Moreover, the sport of hockey suffers from their fair share of critics within the sport. There are people who justifiably squirm at the idea of throwing thousands of dollars worth of scholarship money at 14 year old kids or 13 year old kids moving 2000 miles across the country for the sole purpose of playing for a better travel hockey program.

The sport of hockey and their system of developing players didn’t look so bad this past week, however, when the NCAA released their figures for last year’s Academic Progress Rate. While other major sports like football, basketball, and baseball had many teams that only avoided NCAA penalties thanks to leniency granted by the NCAA due to the small sample size of the numbers, college hockey only had two schools that fell just below the mark. The top ten percent of schools in college hockey all had a perfect 1000 APR rating.

So why exactly are a bunch of maladjusted brutish thugs doing so well in college while the cool kids in the Big Three of American Sports struggling?

Hockey is such a small sport, with only 58 Division I teams. It certainly helps when about 10% of the schools playing hockey are Ivy League schools, not to mention schools with outstanding academic reputations like Colordao College, Rensselaer, Clarkson, and Michigan Tech.

I also think that the way players are developed plays a big role in things. I know that not there weren't too many football and basketball teams that received penalties, but I noticed there were quite a few that avoided punishment thanks to the squad-size adjustment.

The difference is that I think more football and basketball players are a little more used to receiving "star treatment" growing up. Everyone in town seems to know the big football or basketball star since they usually star for the local high school team. Hockey players usually grow up playing on independent traveling teams that get very little local recognition. Obviously there are plenty of exceptions both ways, but I think overall, that creates a difference in attitude for those sports.

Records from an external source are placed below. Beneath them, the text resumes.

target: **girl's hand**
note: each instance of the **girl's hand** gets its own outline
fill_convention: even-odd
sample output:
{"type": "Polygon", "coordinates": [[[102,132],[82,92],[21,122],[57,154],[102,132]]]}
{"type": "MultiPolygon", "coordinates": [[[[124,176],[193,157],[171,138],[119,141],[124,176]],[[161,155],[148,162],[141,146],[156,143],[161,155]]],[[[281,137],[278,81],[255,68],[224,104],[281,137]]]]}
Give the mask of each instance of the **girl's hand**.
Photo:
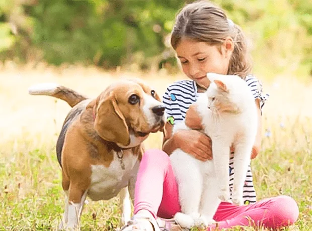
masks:
{"type": "Polygon", "coordinates": [[[201,124],[201,118],[196,110],[196,104],[191,105],[186,111],[185,124],[192,129],[200,130],[203,128],[201,124]]]}
{"type": "Polygon", "coordinates": [[[211,140],[197,130],[180,130],[174,136],[177,146],[195,158],[206,161],[212,159],[211,140]]]}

On a similiar note, most hockey players spend at least part of their high school years playing in a junior league where their academic is monitored by their team. Meanwhile, I think there is the tendency to let top football or basketball players slide in high school and get away with not doing as much work.

The other advantage that hockey has over other sports is that players have other options besides just going to college. Most top hockey players have the option of choosing to play in the NCAA or going to Canada and playing in one of their major junior leagues. This gives less serious students the opportunity to play hockey with less academic focus. Players can also play in junior leagues for up to two years past high school. This gives players the opportunity to mature a little more and give them a little more academic focus. A 20 year old freshmen is much more likely to be considering his future and be a serious student than an 18 year old freshmen.

This is something that is missing in most other sports. It especially gets talked about with basketball. Struggling students often get forced into college athletics when they're not ready or not interested because they have no other options.

So it seems that the hockey system and culture that people are often afraid of is working incredibly well. Hockey players seem to be coming to college more ready to handle the difficult balance of competing on the ice as well as succeeding in the classroom. There is a heavy load placed on their shoulders, and they’re doing an excellent job carrying it. But then again, isn’t that what big, brutish thugs do best?